The framework is training-free and supports 6 base LLMs (GPT-4o/4.1, Claude 3.5/3.7, Gemini 2.0/2.5).

Key Experimental Results

Main Results

BIRD Benchmark Execution Accuracy

Method Execution Accuracy (%) Valid Efficiency Score
Best Baseline (TS-SQL) ~60 ~66
PV-SQL 65.12 86.9

Ablation Study

Configuration Execution Accuracy Notes
PV-SQL 65.12 Full model
w/o Probe 60.8 Remove probing, −4.3 pp
w/o Verify 62.1 Remove verification, −3.0 pp
w/o Both 57.3 Reverts to baseline

Key Findings

  • Probe and Verify contribute approximately 4.3 pp and 3.0 pp of improvement respectively, and their combined effect is close to the sum of the individual gains.
  • PV-SQL consumes fewer tokens than TS-SQL — rule-based verification is more efficient than LLM-generated test cases.
  • Probe yields the largest gains on "hard" difficulty questions, which most require value anchoring.
  • Constraint extraction achieves precision > 90%, confirming the correctness of the precision-first strategy.

Highlights & Insights

  • "Examine the data before writing the query" is a highly practical and intuitive strategy that emulates the workflow of a human data analyst.
  • Rule-based verification as a form of "test cases" for SQL is a clever analogy — SQL naturally lacks test cases, yet the question itself encodes verifiable constraints.
  • The pattern-matching rules for 10 constraint categories are simple yet effective, reflecting an engineering philosophy of preferring straightforward solutions.

Limitations & Future Work

  • Rule-based verification covers only 10 constraint categories; complex semantic constraints still rely on LLM understanding.
  • A maximum of 5 probing rounds may be insufficient for very complex databases.
  • Evaluation is conducted exclusively on the BIRD benchmark family.
  • Probing queries may expose sensitive data.
  • vs.
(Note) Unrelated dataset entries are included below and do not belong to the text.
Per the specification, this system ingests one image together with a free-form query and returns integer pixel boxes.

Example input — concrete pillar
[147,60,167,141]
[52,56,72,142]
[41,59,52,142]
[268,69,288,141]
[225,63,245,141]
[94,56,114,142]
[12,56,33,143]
TS-SQL: TS-SQL uses LLMs to generate test cases for verification; PV-SQL's rule-based verification is more reliable and lightweight.
  • vs. DIN-SQL: DIN-SQL decomposes questions but does not probe the database; PV-SQL adds a database understanding dimension.
  • vs. MAC-SQL: MAC-SQL employs a multi-agent framework but lacks an explicit verification mechanism.

Rating

  • Novelty: ⭐⭐⭐⭐ The complementary Probe+Verify design is novel; the rule-based verification angle is practically motivated.
  • Experimental Thoroughness: ⭐⭐⭐⭐⭐ 7 baselines + 6 LLMs + 3 benchmarks + detailed ablation + error analysis.
  • Writing Quality: ⭐⭐⭐⭐⭐ Problem-driven narrative with clear motivation and vivid examples.
  • Value: ⭐⭐⭐⭐⭐ Directly advances the practical deployment of Text-to-SQL systems.